Der nächste Abend stand dann ganz im Zeichen aktueller experimenteller Elektronik ohne Wenn und Aber. CHRIS CLARK, Warp-Tüftler und Beat-Umherjager, eröffnete den einzig ausverkauften Abend mit leider belanglosen Rhythmuswelten, die vielleicht auf Platte große Geschichten erzählen können, aber live eher mager, weil unausgegoren und eine Spur zu überdreht rüberkamen. Da sind die nahen Verwandten Autechre und Aphex Twin dann doch die vielleicht besseren Live-Acts. Den Übergang zu besonders intensivem Breakcore besorgte dann C64, der quasi als Vorbote einer Sensation das Publikum aufheizte: Nach ihm stand der erste Österreich-Gig der Noise-Legende VENTIAN SNARES auf dem Programm, bei dem mir allerdings die Puste ausging, weswegen auch die Herren AMON TOBIN und CRISTIAN VOGEL an dem Abend nicht mehr zu meinem Gehör fanden.

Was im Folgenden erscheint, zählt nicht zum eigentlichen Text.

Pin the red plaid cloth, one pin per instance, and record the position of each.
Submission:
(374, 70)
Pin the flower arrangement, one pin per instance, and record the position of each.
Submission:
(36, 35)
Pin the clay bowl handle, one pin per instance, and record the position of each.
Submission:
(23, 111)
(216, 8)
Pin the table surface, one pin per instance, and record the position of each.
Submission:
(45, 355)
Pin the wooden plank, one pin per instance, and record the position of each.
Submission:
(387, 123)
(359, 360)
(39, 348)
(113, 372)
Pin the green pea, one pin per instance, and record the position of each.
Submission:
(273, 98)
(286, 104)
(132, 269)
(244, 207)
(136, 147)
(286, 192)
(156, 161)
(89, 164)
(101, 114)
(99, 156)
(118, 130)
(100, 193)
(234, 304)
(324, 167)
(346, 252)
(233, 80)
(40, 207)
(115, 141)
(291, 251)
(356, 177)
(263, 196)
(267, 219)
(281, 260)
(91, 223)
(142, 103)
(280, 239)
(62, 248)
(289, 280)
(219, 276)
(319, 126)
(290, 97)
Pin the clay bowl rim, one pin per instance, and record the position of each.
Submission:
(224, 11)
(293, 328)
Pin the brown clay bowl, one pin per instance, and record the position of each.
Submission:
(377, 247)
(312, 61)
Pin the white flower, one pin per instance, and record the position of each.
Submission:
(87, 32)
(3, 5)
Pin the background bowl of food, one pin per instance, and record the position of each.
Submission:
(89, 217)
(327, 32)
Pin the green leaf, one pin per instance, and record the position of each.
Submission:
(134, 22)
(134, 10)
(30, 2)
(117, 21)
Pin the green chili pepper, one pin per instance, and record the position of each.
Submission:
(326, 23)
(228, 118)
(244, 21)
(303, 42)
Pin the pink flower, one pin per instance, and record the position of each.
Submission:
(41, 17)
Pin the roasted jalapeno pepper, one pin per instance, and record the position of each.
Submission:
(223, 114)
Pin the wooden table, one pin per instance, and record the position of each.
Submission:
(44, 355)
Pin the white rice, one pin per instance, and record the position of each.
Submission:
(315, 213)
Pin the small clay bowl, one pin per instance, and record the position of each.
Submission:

Der große Abschlussabend am Sonntag bot zwei ganz besondere Bands. Den Beginn machten die den weiten Weg aus Japan angetretenen MONO, was soviel wie »Sache« heißt, wie uns Kante-Sänger Peter Thiessen später versicherte. Breitwand-Klangformat mit betörend energetischem Geschrammel verbindet elegante Schönheit und pathetisch-elegisches Melodieverständnis. (Guter) Postrock in Reinkultur also, was leider aufgrund des etwas fehlenden Bombasts mau rüberkam. Mono sind dann doch nicht sehr weit weg von der ganzen Postrock-Revolution, und das machte es leider nur zu einem mittelmäßigen Konzert.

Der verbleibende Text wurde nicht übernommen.